The Daily Telegraph revealed last year that Trump was likely to reverse the course of Barack Obama, who abandoned the idea of a lunar mission.
A White House spokesman said last night: ‘‘[Trump] will change our nation’s human spaceflight policy to help America become the driving force for the space industry, gain new knowledge from the cosmos, and spur incredible technology.’’
The move was based on recommendations from the National Space Council, chaired by Mike Pence, the vicepresident. The council had been disbanded in 1992 and was restarted by Trump, meeting for the first time in October.
The announcement came on the 45th anniversary of Apollo 17 landing, the last manned mission. Gene Cernan, its commander, was the last human to leave footprints on the Moon when he departed back to Earth on December 14, 1972. Cernan, who died in January this year, aged 82, had predicted that mankind would reach Mars by the end of the 20th century.
Under George W Bush’s Constellation programme, a trip back to the Moon was planned for the 2020s, but Barack Obama, his successor, cancelled it, favouring a mission to get humans to a near-Earth asteroid by 2025, and then close to Mars by the mid-2030s.
Among those advising Trump who urged going back to the Moon were Newt Gingrich, who once advocated putting a colony there, and Buzz Aldrin, the second man on the Moon.

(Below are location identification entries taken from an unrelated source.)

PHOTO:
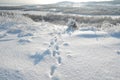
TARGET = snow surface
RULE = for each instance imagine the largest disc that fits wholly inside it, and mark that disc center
(44, 51)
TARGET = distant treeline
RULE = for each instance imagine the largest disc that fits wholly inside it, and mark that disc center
(63, 19)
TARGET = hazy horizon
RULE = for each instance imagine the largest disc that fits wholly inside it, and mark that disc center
(43, 1)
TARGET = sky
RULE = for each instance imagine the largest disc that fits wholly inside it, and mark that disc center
(43, 1)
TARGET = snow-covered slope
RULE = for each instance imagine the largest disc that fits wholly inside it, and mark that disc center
(44, 51)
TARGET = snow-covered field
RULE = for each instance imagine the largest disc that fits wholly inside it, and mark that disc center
(43, 51)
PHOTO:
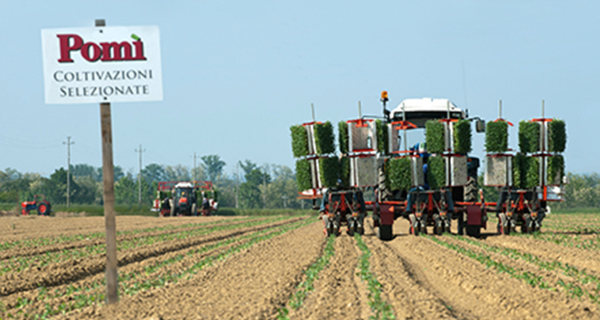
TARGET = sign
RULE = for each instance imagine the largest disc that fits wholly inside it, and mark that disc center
(102, 64)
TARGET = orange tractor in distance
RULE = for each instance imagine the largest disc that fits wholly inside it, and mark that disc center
(42, 206)
(182, 198)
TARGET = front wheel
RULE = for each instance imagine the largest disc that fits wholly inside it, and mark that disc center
(384, 232)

Trump has long been critical of Nasa becoming what he called ‘‘primarily a logistical agency for low Earth-orbit activities, instead of space exploration’’, and he has promised that the US will ‘‘lead the way to the stars’’.
However, climate scientists have been critical of him over slashing funding for Nasa’s Earth science programme in favour of paying for exploration.
Meanwhile, a US judge has denied a request from the Trump administration to delay allowing transgender recruits to join the US military, clearing the way for them to enlist from January 1.
The ruling is a setback for Trump, who in July sent out three tweets saying that transgender troops could not serve ‘‘in any capacity’’ in the military.